Research
Our research sits at the interface of chemistry and biology. We are particularly interested in deciphering the roles of G protein-coupled receptors (GPCRs) in the development of disease. GPCRs are the largest class of membrane proteins and highly popular drug targets. Our research tools span from small chemical molecules to high-precision proteomics approaches. Please read this short review if you want to know more about GPCRs. Scroll down to learn more about our research directions.
• Proximity Proteomics Platforms
We are developing proximity proteomics technologies to resolve GPCR interactomes and find new potentially druggable protein interactions. For example, in this approach, the protein of interest is genetically fused with a small APEX2 tag, an engineered ascorbate peroxidase. The interactome of the protein of interest in ~20 nm proximity to the target is then biotinylated, enriched and coupled to quantitative mass spectrometry, followed by bioinformatics. For an example of APEX2 technology applied to a GPCR for luteinizing hormone, LHR, please refer to our latest paper in Cell Chem Bio 2025.
We are also interested in developing new proximity labelling methods, such as photoproximity labelling and light-controlled proximity labelling.
• GPCRs and Lipid Peroxidation
GPCRs are highly-attractive drug targets in type 2 diabetes (T2D) and other metabolic disorders (think of a popular Ozempic targeting GLP-1 receptor).
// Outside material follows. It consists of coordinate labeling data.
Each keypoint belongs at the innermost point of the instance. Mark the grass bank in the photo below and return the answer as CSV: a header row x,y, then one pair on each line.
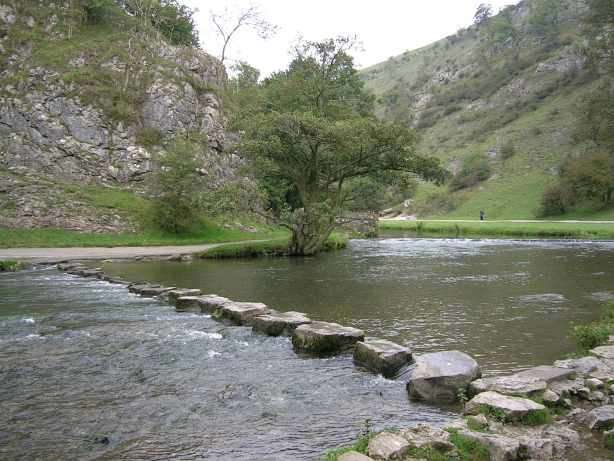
x,y
274,247
502,229
58,238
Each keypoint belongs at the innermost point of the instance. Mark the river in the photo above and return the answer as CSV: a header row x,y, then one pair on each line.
x,y
90,371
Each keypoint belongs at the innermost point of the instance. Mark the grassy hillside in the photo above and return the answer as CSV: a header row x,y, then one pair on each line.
x,y
503,91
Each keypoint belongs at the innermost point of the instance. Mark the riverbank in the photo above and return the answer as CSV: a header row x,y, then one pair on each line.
x,y
61,238
519,229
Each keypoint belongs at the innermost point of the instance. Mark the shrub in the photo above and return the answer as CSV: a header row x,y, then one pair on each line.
x,y
592,335
507,150
555,200
475,169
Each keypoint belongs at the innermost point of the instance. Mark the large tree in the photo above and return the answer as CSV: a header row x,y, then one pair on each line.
x,y
316,135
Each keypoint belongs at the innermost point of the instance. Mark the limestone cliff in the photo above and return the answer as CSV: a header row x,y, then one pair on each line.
x,y
85,107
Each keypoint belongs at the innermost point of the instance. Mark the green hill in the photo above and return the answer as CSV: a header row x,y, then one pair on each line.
x,y
498,96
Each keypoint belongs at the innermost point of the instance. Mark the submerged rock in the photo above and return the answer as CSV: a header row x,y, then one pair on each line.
x,y
280,323
173,295
387,445
241,313
187,303
323,338
513,408
381,356
438,376
601,418
211,303
353,456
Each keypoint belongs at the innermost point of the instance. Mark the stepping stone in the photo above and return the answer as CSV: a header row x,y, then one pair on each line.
x,y
524,383
241,313
210,303
187,303
173,295
279,323
424,436
353,456
323,338
381,356
387,445
514,408
438,376
601,418
155,291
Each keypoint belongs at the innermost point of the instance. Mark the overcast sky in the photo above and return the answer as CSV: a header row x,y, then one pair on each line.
x,y
385,27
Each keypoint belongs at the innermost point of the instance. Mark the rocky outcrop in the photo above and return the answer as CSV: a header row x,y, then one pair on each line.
x,y
381,356
60,128
439,376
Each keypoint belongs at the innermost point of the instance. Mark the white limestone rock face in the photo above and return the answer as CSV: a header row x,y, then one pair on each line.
x,y
438,376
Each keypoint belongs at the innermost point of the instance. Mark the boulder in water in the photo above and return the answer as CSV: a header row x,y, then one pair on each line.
x,y
323,338
438,376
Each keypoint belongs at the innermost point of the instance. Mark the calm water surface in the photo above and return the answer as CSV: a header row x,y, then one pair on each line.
x,y
89,371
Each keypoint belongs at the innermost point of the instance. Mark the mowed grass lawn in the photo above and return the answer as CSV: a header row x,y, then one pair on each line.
x,y
61,238
503,229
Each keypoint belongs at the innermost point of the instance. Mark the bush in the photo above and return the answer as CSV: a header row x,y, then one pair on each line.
x,y
508,150
555,200
475,169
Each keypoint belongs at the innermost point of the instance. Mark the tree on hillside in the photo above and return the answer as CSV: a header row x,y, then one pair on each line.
x,y
176,188
483,12
316,135
228,25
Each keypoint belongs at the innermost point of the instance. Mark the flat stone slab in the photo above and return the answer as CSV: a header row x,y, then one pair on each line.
x,y
210,303
278,324
187,303
387,445
603,352
425,436
173,295
353,456
323,338
241,313
601,418
439,375
514,408
381,356
155,291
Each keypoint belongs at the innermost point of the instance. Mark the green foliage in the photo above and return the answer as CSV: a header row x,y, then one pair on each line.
x,y
475,169
149,137
10,266
176,188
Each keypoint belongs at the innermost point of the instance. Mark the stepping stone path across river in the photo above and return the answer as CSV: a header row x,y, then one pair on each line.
x,y
323,338
381,356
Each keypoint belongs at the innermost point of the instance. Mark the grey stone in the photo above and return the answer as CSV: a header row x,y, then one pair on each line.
x,y
188,303
601,418
428,437
581,365
353,456
550,396
211,303
241,313
388,446
438,376
281,323
323,338
173,295
514,408
381,356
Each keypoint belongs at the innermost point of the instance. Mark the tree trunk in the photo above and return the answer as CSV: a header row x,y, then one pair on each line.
x,y
309,233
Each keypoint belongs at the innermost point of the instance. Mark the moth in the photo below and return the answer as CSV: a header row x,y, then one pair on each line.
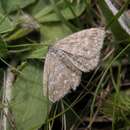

However, many more promising drugs do not work in patients or lose efficacy over time. We are interested to understand why.
Lipid peroxidation in cell membranes contributes to progression of T2D by generating reactive aldehydes, which irreversibly attack proteins.
We are investigating what happens to metabolic GPCRs when they are attacked by reactive aldehydes, and how this regulates their function. This process potentially has significant implications in how GPCRs respond to their drugs and interact with other proteins in T2D and other metabolic disorders.
• Compartmentalised GPCR Signalling
Spatial compartmentalisation of GPCR signalling adds another layer of function and fine-tunes cellular signalling. Beyond their traditional plasma membrane locations, GPCRs are now found in various organelles, including endosomes, nuclei and mitochondria. Organelles offer distinct interactome environments; therefore, GPCR signalling in these compartments is distinct from plasma membrane signalling and leads to distinct physiological outcomes. Dissecting such compartmentalised signalling is a technical challenge, and we are trying to address it with high-precision chemical biology and proteomics. We are currently developing a new chemical biology platform to selectively target GPCRs in mitochondria and elucidate their biological roles in these organelles.